All the different skills I have acquired thus far give me the confidence to maintain an art practice no matter what life throws my way. The depth to which I want to go down that rabbit hole is not far though. I have many friends who live month to month with no insurance, no paycheck, and no security as they hop from residency to residency or work crazy side jobs just to support their practice. I respect them a lot for what they do for their art but after hearing a lot of their stories, I realized that wasn’t the long term vision I had for my life.
The design and corporate creative worlds give you a lot of stability and (sometimes) income to support yourself so long as you’re okay doing the nine-to-five grind for the big companies. I guess I’m an artist who just likes to have deep roots.
Has it been a smooth road?
While I was in school, I had the luxury to struggle with who I was and what I was about. Those big questions drove me to work as hard as I could while in school. After being in academia for a few years now, I teach the best when I can sense my students are also trying to address those questions head-on, without looking away.
The most recent challenge I’ve had to overcome was getting my foot through the UX doorway. The User Experience field is ripe for artists who love to think critically and chew on difficult questions. I had a lot of first round interviews but nothing beyond that for a while. A lot of people were looking to fill senior positions. From my job search in Boston, I deduced this to mean, companies want people who magically know how to seamlessly enter a new work flow and can lead design sprints with minimal time spent on-boarding. As an artist, having an MFA roughly translates to having a degree in exactly that. We are constantly researching, learning new skills as quickly as possible, and implementing those things as quickly as possible. The reason I got my foot in the door was because my portfolio and diverse experience were finally enough for a lead UX designer to take a chance on me (Thank you!).
Now the real challenges are just beginning. I go into my job and my studio every day thinking about how hard I worked to get to this point.

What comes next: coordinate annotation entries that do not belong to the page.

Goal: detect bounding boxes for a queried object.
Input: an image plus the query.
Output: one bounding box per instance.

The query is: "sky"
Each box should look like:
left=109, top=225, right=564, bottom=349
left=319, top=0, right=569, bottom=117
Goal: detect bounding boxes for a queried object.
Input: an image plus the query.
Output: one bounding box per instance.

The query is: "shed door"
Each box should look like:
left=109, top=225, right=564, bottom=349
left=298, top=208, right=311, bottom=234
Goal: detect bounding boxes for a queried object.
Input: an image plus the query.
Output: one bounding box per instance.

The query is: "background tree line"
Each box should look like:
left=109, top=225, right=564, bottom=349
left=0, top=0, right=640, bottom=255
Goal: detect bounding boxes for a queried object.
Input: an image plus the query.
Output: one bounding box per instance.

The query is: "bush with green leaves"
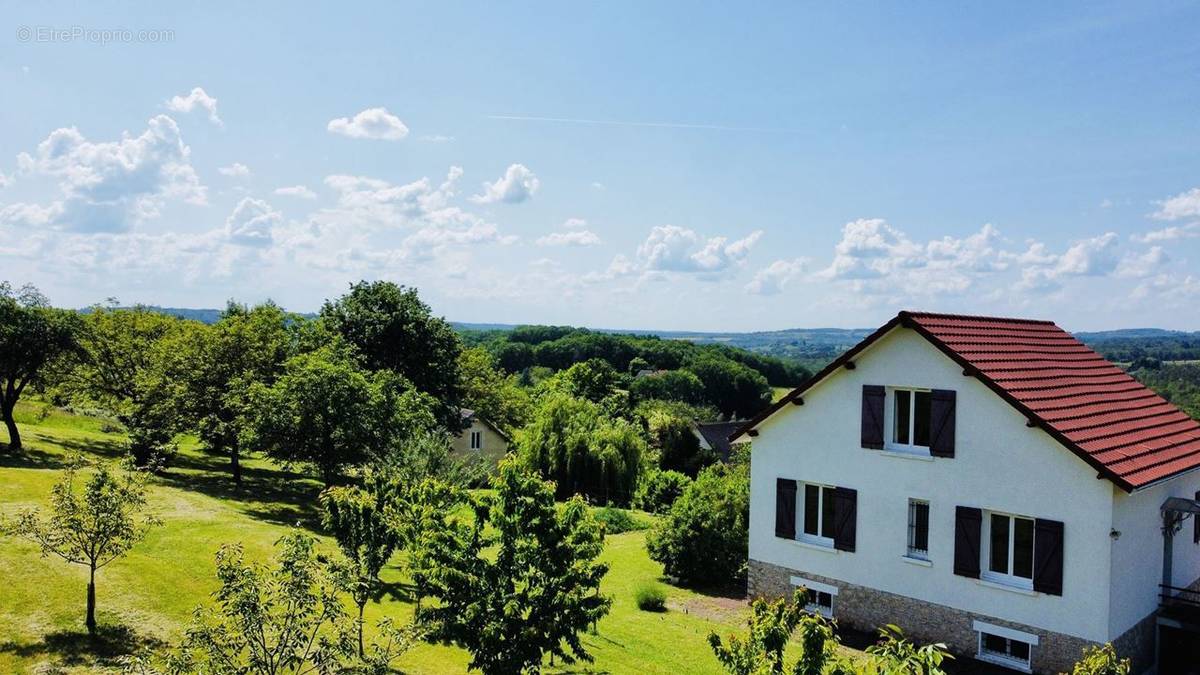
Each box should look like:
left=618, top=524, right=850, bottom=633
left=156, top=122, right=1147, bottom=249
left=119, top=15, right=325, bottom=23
left=646, top=465, right=750, bottom=585
left=634, top=581, right=667, bottom=611
left=634, top=468, right=691, bottom=513
left=1070, top=644, right=1132, bottom=675
left=592, top=507, right=649, bottom=534
left=708, top=589, right=840, bottom=675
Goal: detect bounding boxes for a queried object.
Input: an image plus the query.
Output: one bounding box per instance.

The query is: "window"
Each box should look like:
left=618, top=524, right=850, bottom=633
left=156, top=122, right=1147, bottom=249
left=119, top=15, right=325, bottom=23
left=892, top=389, right=931, bottom=452
left=983, top=513, right=1033, bottom=589
left=792, top=577, right=838, bottom=619
left=907, top=500, right=929, bottom=560
left=797, top=483, right=834, bottom=546
left=974, top=621, right=1038, bottom=673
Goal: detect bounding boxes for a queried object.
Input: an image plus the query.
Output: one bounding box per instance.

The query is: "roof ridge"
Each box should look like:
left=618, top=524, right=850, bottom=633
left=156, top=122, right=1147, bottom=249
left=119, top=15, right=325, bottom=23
left=899, top=310, right=1062, bottom=330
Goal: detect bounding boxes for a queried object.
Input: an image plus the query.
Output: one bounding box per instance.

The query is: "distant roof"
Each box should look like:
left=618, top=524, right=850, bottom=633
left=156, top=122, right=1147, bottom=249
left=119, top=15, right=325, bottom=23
left=738, top=311, right=1200, bottom=491
left=696, top=420, right=745, bottom=461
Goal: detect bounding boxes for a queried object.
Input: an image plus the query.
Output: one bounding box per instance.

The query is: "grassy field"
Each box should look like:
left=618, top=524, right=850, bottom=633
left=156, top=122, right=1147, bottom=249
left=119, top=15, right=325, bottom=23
left=0, top=404, right=768, bottom=674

I owe it to myself and to those who inspire me to keep schlepping down this path. Recently, I’ve been approached by startups and galleries to create or manage projects. I haven’t had to reject any opportunities yet. It’s a terrifying and exciting feeling. A dear old professor used to tell me in a mid-western accent, “When it rains it pours!”
We’d love to hear more about your business.
Right now my business has two main art and design branches: Jeremy Endo Art acts as the stem or over-arching brand name. Most of my artwork functions best in gallery spaces that provide a space for me to heavily consider the audience (in an expanded field). My design portfolio builds at an equal pace. It is filled with projects for friends, companies, and universities. The confidence which I mentioned earlier relates specifically to how my art practice has roots in art, craft, and design. While I may not churn out a series of tapestries for a solo show any time soon (though I am open to it), I put just as much energy and attention into designing a whole UX report for a business on how to make their products more accessible to their users. I don’t think any of this sets me apart from my peers or colleagues because there is no standard model for how to develop a career in the art world.
Is our city a good place to do what you do?
There is a lot of wonderful, inspiring, shocking innovation going on around this cluster of academic institutions. If you’re not afraid to stick your neck out from Tufts’ bubble and wave to the engineering major at MIT, you can start some amazing things in a very small window of time. That window is important because the Boston-Cambridge area is very transient. Most people you’ll meet here (tentatively) plan to stick around for four to ten years and then move onto the next thing- but I promise you, the bonds you forge here between friends and colleagues will transcend city limits.